There is hardly a poll conducted that doesn't ask if the electability of the candidate a voter selected wasn't a motivating factor. The answer is that it is. In one poll, Newsweek found 39 percent of voters said they made their decision based on candidate electability. In a recent Christian Science Monitor online poll, 52 percent said it's OK to vote based on electability, even if it means subordinating their prefernce for another candidate.
Our candidates themselves are voicing the electability mantra.
"I am more electable because I know what it's like to grow up in a working class family," Sen. John Edwards told Newsweek. "We are the only campaign that has a chance of beating George Bush," Gov. Howard Dean said while stumping in Iowa and New Hampshire. Wesley Clark even hosted a rally at which electability was the theme.
The disdain we Democrats have for George Bush is omnipresent. Most of us still harbor anger for what we believe was Republicans stealing the White House in 2000. Questions regarding the faulty intelligence on Iraq's weapons of mass destruction and on Bush's entire rationale for going to war -- along with mounting body counts -- also serve to fuel our ire.
At least regarding Iraq, Bush will have to answer to war-mongering charges when our nominee is finally selected in Boston.
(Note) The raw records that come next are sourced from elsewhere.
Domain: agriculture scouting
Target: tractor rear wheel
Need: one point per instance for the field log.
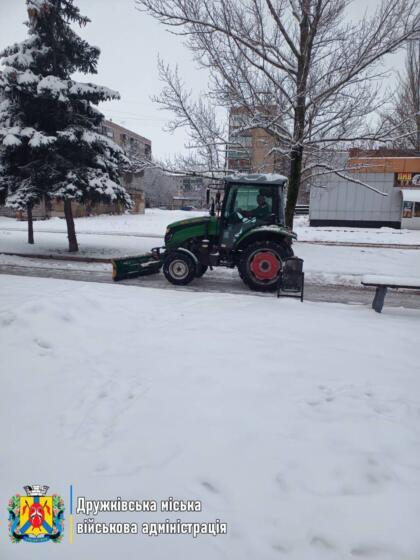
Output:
(179, 268)
(261, 263)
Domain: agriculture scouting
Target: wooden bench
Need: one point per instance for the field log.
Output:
(382, 283)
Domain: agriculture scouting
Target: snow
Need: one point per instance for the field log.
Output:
(11, 140)
(38, 140)
(392, 280)
(296, 424)
(155, 221)
(383, 235)
(113, 236)
(54, 87)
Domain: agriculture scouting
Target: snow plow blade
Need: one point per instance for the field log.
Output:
(132, 267)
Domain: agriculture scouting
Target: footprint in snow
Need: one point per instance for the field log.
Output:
(42, 344)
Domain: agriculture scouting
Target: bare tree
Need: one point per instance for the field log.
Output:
(317, 71)
(404, 113)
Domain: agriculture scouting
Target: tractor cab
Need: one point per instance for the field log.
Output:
(250, 201)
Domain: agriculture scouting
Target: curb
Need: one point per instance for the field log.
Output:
(58, 257)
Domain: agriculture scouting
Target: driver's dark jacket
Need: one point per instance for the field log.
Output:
(260, 212)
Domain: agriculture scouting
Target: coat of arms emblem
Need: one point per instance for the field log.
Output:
(36, 517)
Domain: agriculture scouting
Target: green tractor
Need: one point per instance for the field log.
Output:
(248, 233)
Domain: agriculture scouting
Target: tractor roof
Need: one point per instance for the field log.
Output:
(256, 178)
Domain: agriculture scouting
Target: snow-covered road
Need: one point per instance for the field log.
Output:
(296, 424)
(217, 281)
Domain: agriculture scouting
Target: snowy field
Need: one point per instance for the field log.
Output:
(154, 223)
(297, 424)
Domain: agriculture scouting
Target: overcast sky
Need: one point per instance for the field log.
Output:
(130, 42)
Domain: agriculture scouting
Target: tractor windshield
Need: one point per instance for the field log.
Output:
(252, 201)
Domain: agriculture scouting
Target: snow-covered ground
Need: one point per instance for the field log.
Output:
(155, 221)
(297, 424)
(323, 264)
(113, 236)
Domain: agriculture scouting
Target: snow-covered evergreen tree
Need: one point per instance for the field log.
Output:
(52, 147)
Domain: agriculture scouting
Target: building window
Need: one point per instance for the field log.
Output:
(407, 209)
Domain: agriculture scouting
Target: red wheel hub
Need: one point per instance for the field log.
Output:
(265, 265)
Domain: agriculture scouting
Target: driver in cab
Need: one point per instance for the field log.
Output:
(262, 211)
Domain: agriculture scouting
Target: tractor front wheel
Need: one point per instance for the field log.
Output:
(179, 268)
(261, 263)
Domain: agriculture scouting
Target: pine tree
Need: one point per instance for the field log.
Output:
(51, 147)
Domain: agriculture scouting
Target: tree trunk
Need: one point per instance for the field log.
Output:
(30, 224)
(294, 185)
(71, 231)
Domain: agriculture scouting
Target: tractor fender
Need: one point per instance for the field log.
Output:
(265, 232)
(184, 250)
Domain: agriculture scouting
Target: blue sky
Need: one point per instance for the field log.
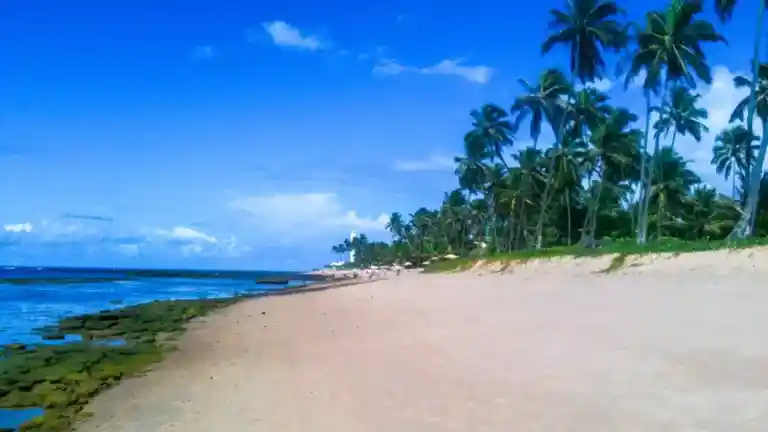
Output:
(255, 135)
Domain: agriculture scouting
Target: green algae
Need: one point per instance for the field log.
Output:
(63, 379)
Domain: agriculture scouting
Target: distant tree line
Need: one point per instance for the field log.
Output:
(605, 175)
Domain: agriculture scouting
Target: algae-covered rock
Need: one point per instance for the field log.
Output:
(64, 378)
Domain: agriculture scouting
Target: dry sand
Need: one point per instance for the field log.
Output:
(674, 344)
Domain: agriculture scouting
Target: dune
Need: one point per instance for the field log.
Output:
(660, 343)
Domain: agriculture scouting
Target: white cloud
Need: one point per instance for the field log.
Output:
(719, 99)
(127, 249)
(638, 81)
(602, 84)
(434, 162)
(305, 214)
(22, 227)
(389, 67)
(476, 74)
(187, 234)
(203, 52)
(286, 35)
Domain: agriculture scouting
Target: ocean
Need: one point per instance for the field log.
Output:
(32, 297)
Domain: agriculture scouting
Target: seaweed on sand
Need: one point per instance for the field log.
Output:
(62, 379)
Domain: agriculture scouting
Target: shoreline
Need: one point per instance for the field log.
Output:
(116, 345)
(552, 345)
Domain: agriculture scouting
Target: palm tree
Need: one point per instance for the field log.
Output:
(569, 161)
(542, 102)
(612, 158)
(746, 224)
(587, 27)
(679, 113)
(668, 49)
(491, 132)
(724, 10)
(732, 154)
(472, 174)
(396, 225)
(673, 184)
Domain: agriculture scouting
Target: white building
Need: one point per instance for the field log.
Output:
(352, 237)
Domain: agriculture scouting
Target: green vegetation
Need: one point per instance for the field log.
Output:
(64, 378)
(599, 177)
(621, 249)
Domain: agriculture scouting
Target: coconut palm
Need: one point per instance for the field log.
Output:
(671, 186)
(569, 160)
(679, 114)
(732, 154)
(746, 224)
(491, 133)
(668, 50)
(542, 102)
(724, 10)
(612, 158)
(587, 27)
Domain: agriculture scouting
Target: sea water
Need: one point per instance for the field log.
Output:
(34, 297)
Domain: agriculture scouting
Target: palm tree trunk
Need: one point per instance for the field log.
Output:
(647, 197)
(568, 213)
(744, 227)
(545, 199)
(642, 189)
(659, 217)
(593, 223)
(733, 178)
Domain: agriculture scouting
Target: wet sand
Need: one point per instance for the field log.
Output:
(666, 345)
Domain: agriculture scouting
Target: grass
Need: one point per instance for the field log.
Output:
(622, 248)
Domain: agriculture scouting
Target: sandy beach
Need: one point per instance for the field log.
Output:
(666, 344)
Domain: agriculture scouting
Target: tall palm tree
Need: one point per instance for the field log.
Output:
(673, 184)
(569, 160)
(745, 226)
(724, 10)
(491, 132)
(668, 49)
(472, 174)
(587, 27)
(678, 112)
(613, 154)
(733, 154)
(542, 102)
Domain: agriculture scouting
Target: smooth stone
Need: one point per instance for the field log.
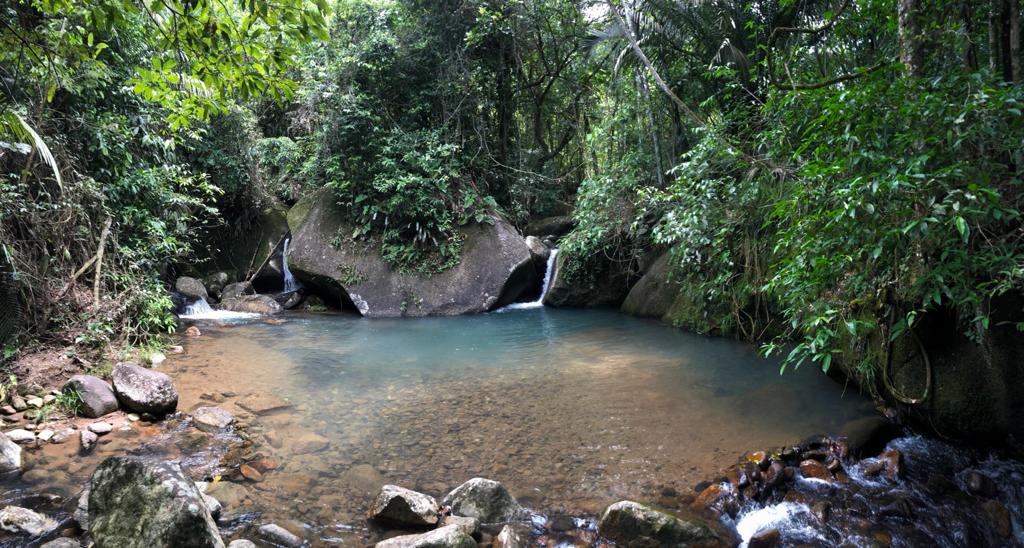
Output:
(212, 419)
(143, 390)
(126, 492)
(509, 538)
(446, 537)
(26, 521)
(62, 542)
(88, 439)
(100, 428)
(20, 435)
(404, 507)
(97, 396)
(279, 535)
(485, 500)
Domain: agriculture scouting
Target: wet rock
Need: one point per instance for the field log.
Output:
(509, 538)
(26, 521)
(100, 428)
(1000, 518)
(262, 404)
(310, 443)
(214, 506)
(550, 226)
(62, 542)
(81, 514)
(485, 500)
(893, 460)
(212, 419)
(980, 485)
(469, 525)
(495, 267)
(215, 284)
(404, 507)
(766, 538)
(446, 537)
(143, 390)
(279, 535)
(250, 473)
(88, 439)
(813, 469)
(97, 396)
(241, 289)
(126, 493)
(261, 304)
(630, 523)
(20, 435)
(190, 288)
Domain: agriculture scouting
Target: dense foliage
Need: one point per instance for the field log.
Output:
(823, 173)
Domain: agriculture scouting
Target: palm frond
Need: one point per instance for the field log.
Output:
(13, 127)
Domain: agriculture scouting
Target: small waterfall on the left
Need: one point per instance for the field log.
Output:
(202, 310)
(290, 283)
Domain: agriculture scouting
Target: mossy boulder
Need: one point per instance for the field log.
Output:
(495, 268)
(633, 524)
(587, 282)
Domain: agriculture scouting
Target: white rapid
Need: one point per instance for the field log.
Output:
(290, 283)
(549, 272)
(202, 310)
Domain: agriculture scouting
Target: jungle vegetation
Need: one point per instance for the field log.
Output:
(819, 170)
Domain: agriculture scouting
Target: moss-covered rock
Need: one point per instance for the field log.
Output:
(495, 268)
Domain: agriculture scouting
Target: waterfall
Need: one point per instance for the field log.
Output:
(290, 283)
(202, 310)
(549, 272)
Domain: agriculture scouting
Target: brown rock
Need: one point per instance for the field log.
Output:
(814, 469)
(250, 473)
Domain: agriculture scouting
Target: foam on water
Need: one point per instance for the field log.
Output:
(202, 310)
(539, 303)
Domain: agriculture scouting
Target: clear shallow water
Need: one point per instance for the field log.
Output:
(571, 410)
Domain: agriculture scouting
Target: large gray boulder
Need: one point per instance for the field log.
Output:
(261, 304)
(633, 524)
(192, 288)
(485, 500)
(404, 507)
(143, 390)
(496, 267)
(97, 396)
(133, 503)
(10, 455)
(446, 537)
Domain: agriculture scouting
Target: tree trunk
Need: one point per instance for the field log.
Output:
(911, 52)
(994, 33)
(1015, 39)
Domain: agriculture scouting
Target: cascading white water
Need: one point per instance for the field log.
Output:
(549, 272)
(290, 283)
(202, 310)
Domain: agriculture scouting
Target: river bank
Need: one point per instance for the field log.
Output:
(326, 410)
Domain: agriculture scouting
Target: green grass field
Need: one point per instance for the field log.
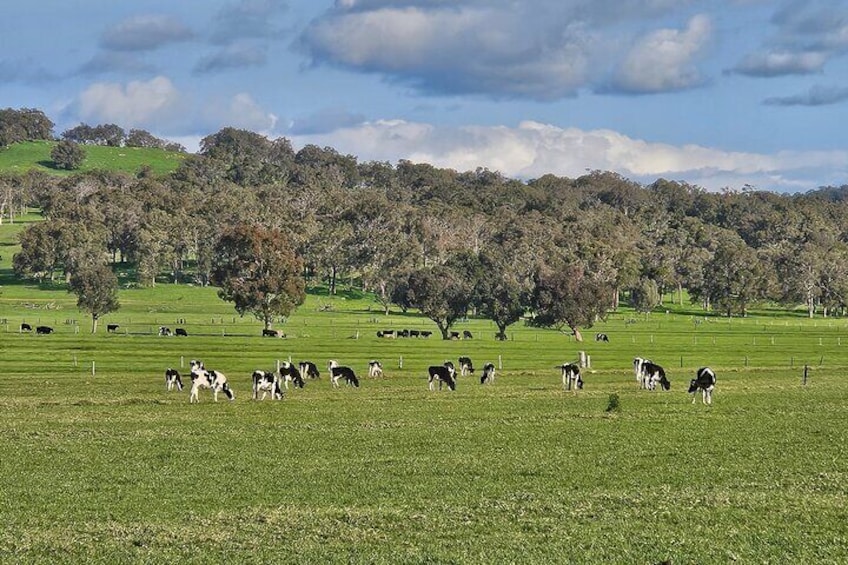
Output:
(101, 464)
(35, 155)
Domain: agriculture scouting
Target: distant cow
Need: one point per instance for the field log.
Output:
(291, 374)
(338, 372)
(375, 369)
(488, 374)
(444, 374)
(653, 374)
(267, 382)
(172, 379)
(571, 377)
(309, 370)
(466, 367)
(705, 382)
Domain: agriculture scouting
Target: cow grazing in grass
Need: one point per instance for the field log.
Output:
(571, 378)
(375, 369)
(466, 367)
(339, 372)
(443, 374)
(653, 374)
(488, 374)
(291, 374)
(173, 379)
(216, 381)
(705, 382)
(309, 370)
(266, 382)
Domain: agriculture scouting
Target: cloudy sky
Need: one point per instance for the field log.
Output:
(719, 93)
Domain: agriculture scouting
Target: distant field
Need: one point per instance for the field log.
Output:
(101, 464)
(22, 157)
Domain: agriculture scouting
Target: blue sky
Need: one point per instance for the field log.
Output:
(721, 94)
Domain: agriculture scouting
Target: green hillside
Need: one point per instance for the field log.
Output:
(21, 157)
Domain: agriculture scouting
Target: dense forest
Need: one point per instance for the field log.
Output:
(443, 241)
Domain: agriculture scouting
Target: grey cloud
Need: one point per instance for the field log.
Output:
(232, 57)
(145, 33)
(817, 96)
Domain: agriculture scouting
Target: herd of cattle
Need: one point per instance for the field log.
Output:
(648, 375)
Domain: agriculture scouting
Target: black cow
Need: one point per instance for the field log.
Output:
(443, 374)
(338, 372)
(705, 382)
(571, 377)
(172, 379)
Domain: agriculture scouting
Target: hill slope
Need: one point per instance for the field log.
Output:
(21, 157)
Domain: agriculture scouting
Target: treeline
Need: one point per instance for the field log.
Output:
(445, 241)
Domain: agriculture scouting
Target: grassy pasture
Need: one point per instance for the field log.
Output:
(109, 467)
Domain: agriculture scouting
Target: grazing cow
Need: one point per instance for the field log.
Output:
(465, 366)
(340, 372)
(571, 376)
(638, 369)
(375, 369)
(488, 374)
(653, 374)
(172, 379)
(290, 374)
(266, 381)
(705, 382)
(443, 374)
(309, 369)
(214, 380)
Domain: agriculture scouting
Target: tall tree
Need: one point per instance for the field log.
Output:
(259, 272)
(96, 287)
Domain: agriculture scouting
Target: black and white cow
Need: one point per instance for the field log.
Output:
(705, 382)
(214, 380)
(466, 367)
(488, 374)
(654, 374)
(291, 374)
(267, 382)
(375, 369)
(338, 372)
(173, 379)
(571, 376)
(309, 370)
(443, 374)
(638, 369)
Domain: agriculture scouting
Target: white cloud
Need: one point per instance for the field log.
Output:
(664, 59)
(533, 149)
(136, 104)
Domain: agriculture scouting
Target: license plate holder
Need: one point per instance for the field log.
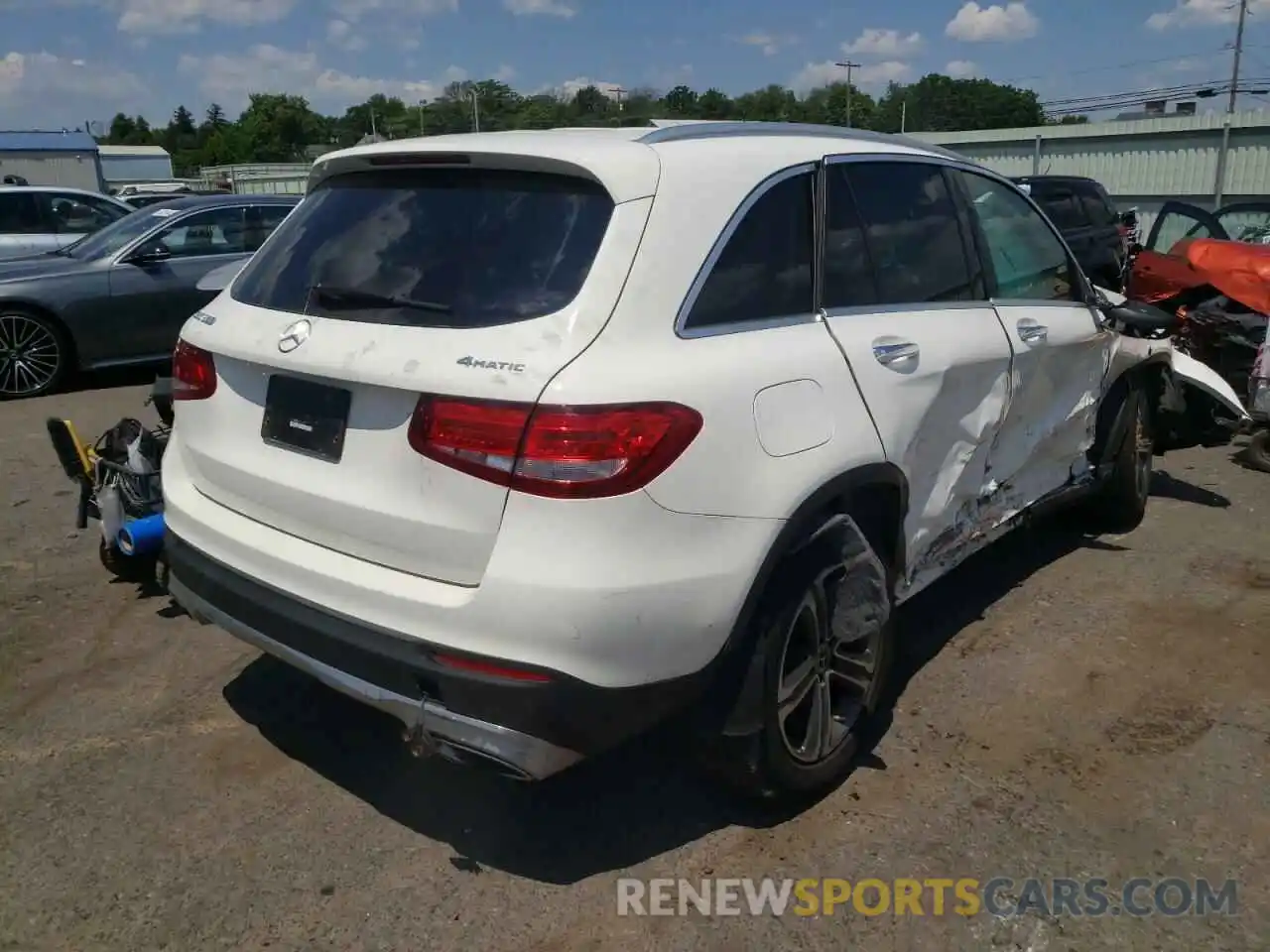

It is unfortunate that it will take such a challenge to compel the president to be forthright on an issue he should have been open and honest with us about from the beginning.
In the meantime, we can expect the thinning ranks of our candidates to spend less time on delving into substantive issues -- and outlining their positions on them -- and more time on pleading their case for electability. We've already witnessed the power of electability has in this campaign. It resulted in the downfall of several candidates and the bolstering of others.
Before even a vote was cast in 2004, Gov. Howard Dean held the fancy of impressive number of likely Democratic primary and caucus voters. He was clearly the front-runner and was so sure he'd be chosen that he called for the party to unify under him weeks prior to the Iowa caucuses.
It was a bold move that is now an embarrassment to Gov. Dean, sadly. He may have been the pre-election favorite, but once voters considered a Dean vs. Bush matchup, they backed away and his "electability appeal" plummeted.
Sen. Joe Lieberman, who could well have stood toe-to-toe with President Bush regarding Iraq and the Middle East -- he did and still does support the invasion -- never registered on the electability scale even though many Republicans believed his more moderate views would have posed a greater challenge to the President. Maybe his mild manners and politeness -- two qualities for which Democrats who are sharpening their long knives to attack Bush find of little or no use -- was his "unelectability" downfall.
Then there is Sen. John Kerry who the party insiders seem to think is 'the anointed one'. Sen. Kerry won decisively in both Iowa and New Hampshire and, while he didn't sweep last Tuesday's elections, he did take five out of the seven states.
While his winning percentage is enviable, Kerry has only locked up a sliver of the delegate pie. Still, his "electability quotient" promises to gain him center stage at the Democratic convention, if not the nomination itself.
Kerry is using his war record -- he is a decorated and heroic Vietnam veteran -- which Democrats think gives him credibility on issues like Iraq. He attacks the president for the sorry state the country is in. Downplayed is the fact that, as a long-standing senator, he himself has had a hand in shaping the country as it stands today. But politics are never about self-blame or even logic; rather, they are about pointing fingers at the other party.
Despite this Kerry has become the current 'most electable' candidate -- at least among the majority who've voted so far. If he gets the nod -- certainly not a foregone conclusion, at this point-- it awaits to be seen how well he'll fare against Bush.
Putting party before personal principle in a primary election is an unusual twist. Perhaps the reason is that we Democrats are hell-bent on knocking off Bush at any cost -- even if it means forgoing the opportunity to vote for our favorite candidate. That says as much about how desperate our party is to beat Bush as it does about the otherwise good and honorable candidates we choose to abandon.